À l'occasion d'une session express rassemblée sur la seule après-midi de jeudi en raison du contexte électoral, l'hémicycle s'est penché sur ce document budgétaire qui vient pour la première fois remplacer le compte administratif et le compte de gestion pour l'exercice 2023. Au bilan : un compte financier unique qui culmine à 1,5 milliard d'euros, des dépenses contenues, des investissements en hausse mais des recettes en baisse. Malgré des critiques marquées de l'opposition, au terme de débats peu animés, le document a été adopté avec les seules voix de la majorité.



(Photo : Archives Paule Santoni)
(Photo : Archives Paule Santoni)
« Le procès fait par ceux qui affirment que la CdC est en faillite relève de la mauvaise foi, voire de la malveillance ». Devant les travées dispersées de l’hémicycle de l’Assemblée de Corse, le conseiller exécutif et président de l’Agence de Développement Économique de la Corse, Alex Vinciguerra, a présenté le compte financier unique (CFU) de l’exercice 2023 de la Collectivité de Corse, ce jeudi après-midi à l’occasion d’une session très raccourcie. Rassemblée sur une demi-journée, la séance a en effet dû se tenir en dépit du contexte électoral, le vote de ce document devant impérativement intervenir avant le 30 juin, mais s’est cantonnée au seul sujet budgétaire.
 
Expérimenté pour la première fois, le CFU vient remplacer le compte administratif, habituellement produit par la CdC, et le compte de gestion, qui est d’ordinaire fourni par le Comptable public. « Il vient rendre compte en toute transparence de la situation financière de la CdC », explique Alex Vinciguerra en introduction en déroulant : « Ce CFU culmine à près d’1,5 milliard.
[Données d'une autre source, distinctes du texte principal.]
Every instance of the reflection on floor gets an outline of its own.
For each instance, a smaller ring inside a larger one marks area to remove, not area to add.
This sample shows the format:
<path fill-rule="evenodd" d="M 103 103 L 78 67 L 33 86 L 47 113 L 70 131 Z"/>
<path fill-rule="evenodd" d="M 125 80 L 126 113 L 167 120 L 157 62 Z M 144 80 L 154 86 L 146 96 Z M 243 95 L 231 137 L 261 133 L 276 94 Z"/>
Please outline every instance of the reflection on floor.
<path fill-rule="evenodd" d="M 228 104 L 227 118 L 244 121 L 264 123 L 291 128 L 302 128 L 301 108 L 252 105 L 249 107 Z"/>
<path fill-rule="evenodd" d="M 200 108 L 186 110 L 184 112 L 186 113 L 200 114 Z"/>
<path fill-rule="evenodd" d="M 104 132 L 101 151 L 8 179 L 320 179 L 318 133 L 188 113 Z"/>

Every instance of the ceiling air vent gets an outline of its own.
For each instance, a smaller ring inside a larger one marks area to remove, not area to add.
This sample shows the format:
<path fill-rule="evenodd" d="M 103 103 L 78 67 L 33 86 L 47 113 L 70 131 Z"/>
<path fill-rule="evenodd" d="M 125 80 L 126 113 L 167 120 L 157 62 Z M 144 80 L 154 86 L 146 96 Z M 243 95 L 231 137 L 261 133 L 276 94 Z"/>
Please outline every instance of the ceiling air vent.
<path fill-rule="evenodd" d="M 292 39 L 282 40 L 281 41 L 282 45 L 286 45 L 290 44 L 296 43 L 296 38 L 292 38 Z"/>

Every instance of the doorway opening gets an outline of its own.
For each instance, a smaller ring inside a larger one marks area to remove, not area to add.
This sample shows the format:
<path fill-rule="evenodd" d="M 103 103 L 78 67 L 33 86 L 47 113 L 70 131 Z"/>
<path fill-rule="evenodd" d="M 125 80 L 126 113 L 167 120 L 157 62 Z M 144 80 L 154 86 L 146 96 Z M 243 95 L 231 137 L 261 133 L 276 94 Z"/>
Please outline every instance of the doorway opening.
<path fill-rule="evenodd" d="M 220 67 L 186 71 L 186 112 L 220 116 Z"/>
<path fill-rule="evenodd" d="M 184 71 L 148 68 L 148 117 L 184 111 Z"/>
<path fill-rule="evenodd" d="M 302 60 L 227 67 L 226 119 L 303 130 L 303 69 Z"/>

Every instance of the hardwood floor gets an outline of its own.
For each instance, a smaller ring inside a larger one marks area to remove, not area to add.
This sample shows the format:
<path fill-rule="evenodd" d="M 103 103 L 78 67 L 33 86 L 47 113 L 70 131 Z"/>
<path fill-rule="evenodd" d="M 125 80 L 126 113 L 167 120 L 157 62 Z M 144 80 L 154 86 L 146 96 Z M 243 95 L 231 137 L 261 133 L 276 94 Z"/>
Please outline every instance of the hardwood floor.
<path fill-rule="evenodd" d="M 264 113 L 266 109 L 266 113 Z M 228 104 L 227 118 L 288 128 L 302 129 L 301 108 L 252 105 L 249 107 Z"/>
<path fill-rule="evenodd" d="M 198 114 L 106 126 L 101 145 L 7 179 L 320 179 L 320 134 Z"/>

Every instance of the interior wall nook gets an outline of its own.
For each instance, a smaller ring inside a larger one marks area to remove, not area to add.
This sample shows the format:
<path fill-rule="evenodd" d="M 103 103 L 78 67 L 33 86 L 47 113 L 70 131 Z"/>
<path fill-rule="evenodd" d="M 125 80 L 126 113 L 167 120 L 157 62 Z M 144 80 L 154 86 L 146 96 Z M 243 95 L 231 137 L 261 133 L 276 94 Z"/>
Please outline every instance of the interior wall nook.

On y retrouve des dépenses cumulées d’investissement et de fonctionnement qui traduisent trois grands choix politiques exprimés lors du vote du budget 2023 : la construction de la Corse de demain ; le maintien d’une société solidaire ; et la mise en œuvre de ces politiques par une administration performante ». Ce document met tout d’abord en exergue un niveau d’investissement de 420 millions d’euros, que le conseiller exécutif compare avec les réalisations cumulées des trois ex-collectivités « qui réalisaient 289 millions d’euros en moyenne ». « Si certains en doutent encore, l’avènement de la collectivité unique a généré plus de 27% d’augmentation au niveau des investissements. Ce niveau croit encore en 2023 puisque les dépenses réelles d’investissement enregistrent +8% par rapport à 2022 », souligne-t-il. Sur les résultats comptables, il indique que le résultat cumulé - différence le résultat de fonctionnement et le solde d’exécution - s’élève à 15, 7 millions d’euros, malgré un repli de 7% par rapport à 2022. « Ce repli peut être aussi compensé par une analyse dynamique qui démontre que la diminution de 7% dans le résultat est largement compensé par un accroissement de l’investissement de +8% », précise-t-il.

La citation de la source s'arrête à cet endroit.